With 2 x RTX-3090, the error was thrown by GPU 0.

/home/me/.conda/envs/pcdet/lib/python3.11/site-packages/torch/autograd/__init__.py:200: UserWarning: Error detected in ConvolutionBackward0. Traceback of forward call that caused the error:
  File "/home/me/tmp/OpenPCDet/tools/train.py", line 246, in <module>
    main()
  File "/home/me/.conda/envs/pcdet/lib/python3.11/site-packages/torch/distributed/elastic/multiprocessing/errors/__init__.py", line 346, in wrapper
    return f(*args, **kwargs)
  File "/home/me/tmp/OpenPCDet/tools/train.py", line 190, in main
    train_model(
  File "/home/me/tmp/OpenPCDet/tools/train_utils/train_utils.py", line 225, in train_model
    accumulated_iter = train_one_epoch(
  File "/home/me/tmp/OpenPCDet/tools/train_utils/train_utils.py", line 81, in train_one_epoch
    loss, tb_dict, disp_dict = model_func(model, batch)
  File "/home/me/tmp/OpenPCDet/tools/../pcdet/models/__init__.py", line 44, in model_func
    ret_dict, tb_dict, disp_dict = model(batch_dict)
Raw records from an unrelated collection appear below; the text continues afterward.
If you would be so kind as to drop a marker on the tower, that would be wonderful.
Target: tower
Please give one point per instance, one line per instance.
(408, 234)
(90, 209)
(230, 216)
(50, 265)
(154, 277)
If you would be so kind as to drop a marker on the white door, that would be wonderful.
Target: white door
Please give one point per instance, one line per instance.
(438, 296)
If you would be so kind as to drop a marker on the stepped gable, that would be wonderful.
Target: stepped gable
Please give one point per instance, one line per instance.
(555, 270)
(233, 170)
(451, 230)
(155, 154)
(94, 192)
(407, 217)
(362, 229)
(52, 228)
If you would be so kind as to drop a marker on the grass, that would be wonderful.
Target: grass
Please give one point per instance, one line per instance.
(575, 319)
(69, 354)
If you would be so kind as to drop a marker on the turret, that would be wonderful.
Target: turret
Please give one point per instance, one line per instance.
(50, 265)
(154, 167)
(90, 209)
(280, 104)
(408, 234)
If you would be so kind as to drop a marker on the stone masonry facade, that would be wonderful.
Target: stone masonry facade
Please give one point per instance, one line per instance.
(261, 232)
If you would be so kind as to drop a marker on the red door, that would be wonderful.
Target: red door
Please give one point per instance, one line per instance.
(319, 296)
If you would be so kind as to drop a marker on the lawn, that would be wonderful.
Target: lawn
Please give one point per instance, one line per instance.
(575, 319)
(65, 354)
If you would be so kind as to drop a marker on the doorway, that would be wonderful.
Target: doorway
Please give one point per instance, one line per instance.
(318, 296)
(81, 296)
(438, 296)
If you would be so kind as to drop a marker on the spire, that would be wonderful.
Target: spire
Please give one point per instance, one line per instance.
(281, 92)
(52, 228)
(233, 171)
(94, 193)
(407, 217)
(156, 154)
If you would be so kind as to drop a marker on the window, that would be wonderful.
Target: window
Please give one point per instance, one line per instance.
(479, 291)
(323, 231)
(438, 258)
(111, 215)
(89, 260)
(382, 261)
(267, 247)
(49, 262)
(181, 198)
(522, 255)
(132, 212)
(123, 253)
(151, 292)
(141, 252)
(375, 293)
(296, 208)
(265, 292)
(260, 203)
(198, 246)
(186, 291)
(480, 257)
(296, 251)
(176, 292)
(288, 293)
  File "/home/me/.conda/envs/pcdet/lib/python3.11/site-packages/torch/nn/modules/module.py", line 1501, in _call_impl
    return forward_call(*args, **kwargs)
  File "/home/me/.conda/envs/pcdet/lib/python3.11/site-packages/torch/nn/parallel/distributed.py", line 1156, in forward
    output = self._run_ddp_forward(*inputs, **kwargs)
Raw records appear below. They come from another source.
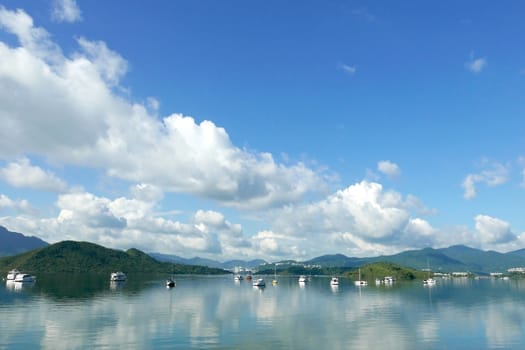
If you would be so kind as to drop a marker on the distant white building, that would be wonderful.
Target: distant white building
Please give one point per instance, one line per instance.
(516, 270)
(459, 274)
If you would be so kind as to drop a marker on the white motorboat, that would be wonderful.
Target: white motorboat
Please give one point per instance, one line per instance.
(12, 274)
(429, 282)
(259, 283)
(24, 277)
(360, 282)
(302, 279)
(117, 276)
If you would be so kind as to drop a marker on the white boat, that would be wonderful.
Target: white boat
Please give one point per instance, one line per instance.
(24, 277)
(170, 282)
(429, 281)
(12, 274)
(117, 276)
(259, 283)
(302, 279)
(388, 280)
(360, 282)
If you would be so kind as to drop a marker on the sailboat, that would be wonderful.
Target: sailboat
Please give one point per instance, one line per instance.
(429, 281)
(360, 282)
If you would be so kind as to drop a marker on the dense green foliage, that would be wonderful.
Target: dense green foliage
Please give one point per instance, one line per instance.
(451, 259)
(382, 269)
(70, 256)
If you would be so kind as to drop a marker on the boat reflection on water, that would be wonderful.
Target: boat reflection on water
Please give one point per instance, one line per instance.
(115, 285)
(18, 286)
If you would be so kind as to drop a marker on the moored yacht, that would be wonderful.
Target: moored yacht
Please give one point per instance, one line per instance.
(24, 277)
(429, 281)
(117, 276)
(302, 279)
(259, 283)
(12, 274)
(360, 282)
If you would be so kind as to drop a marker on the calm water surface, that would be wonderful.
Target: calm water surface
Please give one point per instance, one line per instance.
(85, 312)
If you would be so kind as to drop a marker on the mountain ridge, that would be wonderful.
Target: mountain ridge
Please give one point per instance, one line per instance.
(13, 243)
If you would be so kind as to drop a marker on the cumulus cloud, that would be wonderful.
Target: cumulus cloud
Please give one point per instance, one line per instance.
(362, 219)
(492, 230)
(65, 11)
(476, 65)
(388, 168)
(497, 174)
(7, 203)
(24, 175)
(88, 124)
(129, 222)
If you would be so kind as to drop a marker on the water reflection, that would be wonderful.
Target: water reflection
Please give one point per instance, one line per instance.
(210, 312)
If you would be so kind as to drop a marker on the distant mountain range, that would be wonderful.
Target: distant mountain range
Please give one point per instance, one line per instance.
(454, 258)
(228, 265)
(12, 243)
(84, 257)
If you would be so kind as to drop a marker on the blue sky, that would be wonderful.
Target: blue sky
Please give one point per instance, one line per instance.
(264, 129)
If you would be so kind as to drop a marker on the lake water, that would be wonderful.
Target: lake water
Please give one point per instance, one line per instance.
(85, 312)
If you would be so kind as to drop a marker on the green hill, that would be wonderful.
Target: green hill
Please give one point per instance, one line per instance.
(71, 256)
(382, 269)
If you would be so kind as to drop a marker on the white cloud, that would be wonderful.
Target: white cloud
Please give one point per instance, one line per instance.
(124, 223)
(22, 174)
(362, 219)
(88, 124)
(65, 11)
(388, 168)
(351, 70)
(476, 65)
(363, 12)
(496, 175)
(147, 192)
(110, 65)
(492, 230)
(7, 203)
  File "/home/me/.conda/envs/pcdet/lib/python3.11/site-packages/torch/nn/parallel/distributed.py", line 1110, in _run_ddp_forward
    return module_to_run(*inputs[0], **kwargs[0])  # type: ignore[index]
  File "/home/me/.conda/envs/pcdet/lib/python3.11/site-packages/torch/nn/modules/module.py", line 1501, in _call_impl
    return forward_call(*args, **kwargs)
  File "/home/me/tmp/OpenPCDet/tools/../pcdet/models/detectors/centerpoint.py", line 14, in forward
    batch_dict = cur_module(batch_dict)
  File "/home/me/.conda/envs/pcdet/lib/python3.11/site-packages/torch/nn/modules/module.py", line 1501, in _call_impl
    return forward_call(*args, **kwargs)
  File "/home/me/tmp/OpenPCDet/tools/../pcdet/models/dense_heads/center_head.py", line 391, in forward
    pred_dicts.append(head(x))
  File "/home/me/.conda/envs/pcdet/lib/python3.11/site-packages/torch/nn/modules/module.py", line 1501, in _call_impl
    return forward_call(*args, **kwargs)
  File "/home/me/tmp/OpenPCDet/tools/../pcdet/models/dense_heads/center_head.py", line 44, in forward
    ret_dict[cur_name] = self.__getattr__(cur_name)(x)
  File "/home/me/.conda/envs/pcdet/lib/python3.11/site-packages/torch/nn/modules/module.py", line 1501, in _call_impl
    return forward_call(*args, **kwargs)
  File "/home/me/.conda/envs/pcdet/lib/python3.11/site-packages/torch/nn/modules/container.py", line 217, in forward
    input = module(input)
  File "/home/me/.conda/envs/pcdet/lib/python3.11/site-packages/torch/nn/modules/module.py", line 1501, in _call_impl
    return forward_call(*args, **kwargs)
  File "/home/me/.conda/envs/pcdet/lib/python3.11/site-packages/torch/nn/modules/conv.py", line 463, in forward
    return self._conv_forward(input, self.weight, self.bias)
  File "/home/me/.conda/envs/pcdet/lib/python3.11/site-packages/torch/nn/modules/conv.py", line 459, in _conv_forward
    return F.conv2d(input, weight, bias, self.stride,
 (Triggered internally at /opt/conda/conda-bld/pytorch_1682343995622/work/torch/csrc/autograd/python_anomaly_mode.cpp:114.)
  Variable._execution_engine.run_backward(  # Calls into the C++ engine to run the backward pass

It shows that the problem occur at the dense_head. Since i have not go through the code, and just want to reproduce the results the README.md post, i need the help to tell what happen for the code position to turn into NaN output.